World Vision New Zealand’s team, including members from the finance, marketing, and partnerships/fundraising departments, recently beta-tested our online business simulation workshop. This was accompanied by pre- and post-workshop surveys to measure the learning outcomes. 

We divided the participants into two groups, Finance (those who had previous experience in finance) and Non-Finance, to get more nuanced feedback and understand how different groups responded to the workshop. The most noteworthy results were found in the non-finance group. 

Understanding Key Financial Ratios

The workshop introduced a range of financial terminology and stimulated discussion about key financial ratios used by World Vision New Zealand, including the Cost/Acquisition (CPA) ratio, the Return on Investment (ROI) ratio, and the Percentage of Income promised to the field. 

Even though these specific ratios were not part of the workshop’s curriculum, the non-finance group demonstrated a significant improvement in their understanding of these ratios. 

  • Pre-Workshop: 45% of responses from non-finance individuals indicated they understood the three ratios.
  • Post-Workshop: This increased to 78% of responses from non-finance individuals.

Confidence in Business Acumen

The workshop seems to have increased non-finance individuals’ confidence in their business acumen. 

  • Pre-Workshop: 55% of non-finance individuals perceived their business acumen as below their colleagues’.
  • Post-Workshop: This figure dramatically dropped to 17%.
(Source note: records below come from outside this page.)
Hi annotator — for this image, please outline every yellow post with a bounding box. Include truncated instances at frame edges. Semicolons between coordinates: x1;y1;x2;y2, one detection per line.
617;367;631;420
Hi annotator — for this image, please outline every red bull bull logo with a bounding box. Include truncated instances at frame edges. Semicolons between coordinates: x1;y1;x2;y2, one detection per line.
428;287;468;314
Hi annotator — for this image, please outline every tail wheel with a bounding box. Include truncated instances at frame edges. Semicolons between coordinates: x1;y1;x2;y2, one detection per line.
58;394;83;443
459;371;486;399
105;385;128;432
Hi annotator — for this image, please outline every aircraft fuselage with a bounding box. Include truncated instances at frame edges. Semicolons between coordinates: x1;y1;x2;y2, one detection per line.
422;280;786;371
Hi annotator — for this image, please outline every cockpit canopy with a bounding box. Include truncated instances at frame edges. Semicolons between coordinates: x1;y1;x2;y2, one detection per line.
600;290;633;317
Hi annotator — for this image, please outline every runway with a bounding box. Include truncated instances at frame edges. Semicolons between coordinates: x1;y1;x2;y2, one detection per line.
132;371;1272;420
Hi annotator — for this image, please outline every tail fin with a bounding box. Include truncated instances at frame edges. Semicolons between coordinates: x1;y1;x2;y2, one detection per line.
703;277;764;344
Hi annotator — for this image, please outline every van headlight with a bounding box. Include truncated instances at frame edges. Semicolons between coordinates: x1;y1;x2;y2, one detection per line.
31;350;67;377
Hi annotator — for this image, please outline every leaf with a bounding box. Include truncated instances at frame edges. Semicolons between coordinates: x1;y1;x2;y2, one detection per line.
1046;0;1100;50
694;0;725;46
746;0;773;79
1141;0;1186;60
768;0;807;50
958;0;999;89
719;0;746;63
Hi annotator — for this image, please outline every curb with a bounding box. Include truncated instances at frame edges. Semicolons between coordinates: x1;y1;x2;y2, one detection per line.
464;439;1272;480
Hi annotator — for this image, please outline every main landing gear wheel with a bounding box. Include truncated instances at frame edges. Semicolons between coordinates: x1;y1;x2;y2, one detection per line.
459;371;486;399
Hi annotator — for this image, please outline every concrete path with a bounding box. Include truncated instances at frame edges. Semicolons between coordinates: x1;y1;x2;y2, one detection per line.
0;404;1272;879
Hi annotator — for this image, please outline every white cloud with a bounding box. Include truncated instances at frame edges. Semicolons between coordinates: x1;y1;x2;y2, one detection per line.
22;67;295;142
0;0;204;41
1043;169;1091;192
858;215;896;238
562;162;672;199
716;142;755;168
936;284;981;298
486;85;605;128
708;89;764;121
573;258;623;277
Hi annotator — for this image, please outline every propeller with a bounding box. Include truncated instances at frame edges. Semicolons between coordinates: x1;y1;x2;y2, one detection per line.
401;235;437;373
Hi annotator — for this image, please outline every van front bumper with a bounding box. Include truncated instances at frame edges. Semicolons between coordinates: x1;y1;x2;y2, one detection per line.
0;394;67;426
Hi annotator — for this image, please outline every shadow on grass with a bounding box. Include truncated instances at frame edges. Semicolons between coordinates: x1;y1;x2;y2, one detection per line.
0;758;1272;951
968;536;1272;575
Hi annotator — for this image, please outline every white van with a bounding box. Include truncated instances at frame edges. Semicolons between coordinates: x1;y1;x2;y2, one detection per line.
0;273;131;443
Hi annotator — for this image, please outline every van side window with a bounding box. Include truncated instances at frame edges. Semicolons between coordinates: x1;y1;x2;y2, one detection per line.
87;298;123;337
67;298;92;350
Either they knew more than they thought, or they learned more, or both… but the workshop gave increased confidence. 

This increased confidence can result in individuals becoming more actively involved in meetings and projects, impacting the dynamics of teamwork and decision-making processes. 

Understanding of Business Operations

We asked participants whether they agreed with the statement, “I have a good understanding of how all the pieces of a business fit together to produce a coherent set of actions and a financial result.” 

  • Pre-Workshop: Only 36% of non-finance individuals moderately or strongly agreed with the statement.
  • Post-Workshop: This number soared to 83%. 

This remarkable improvement signals a deeper understanding of business operations, which should positively affect the day-to-day functioning of the organization. 


This points to some promising benefits of the business simulation workshop, particularly for non-finance individuals. As they have gained a better understanding of critical financial ratios and become more confident in their business acumen, they are likely to contribute more effectively in their roles, enhancing the overall operational efficiency of the organization. This test case serves as a positive signal for future implementation of such workshops in diverse departments.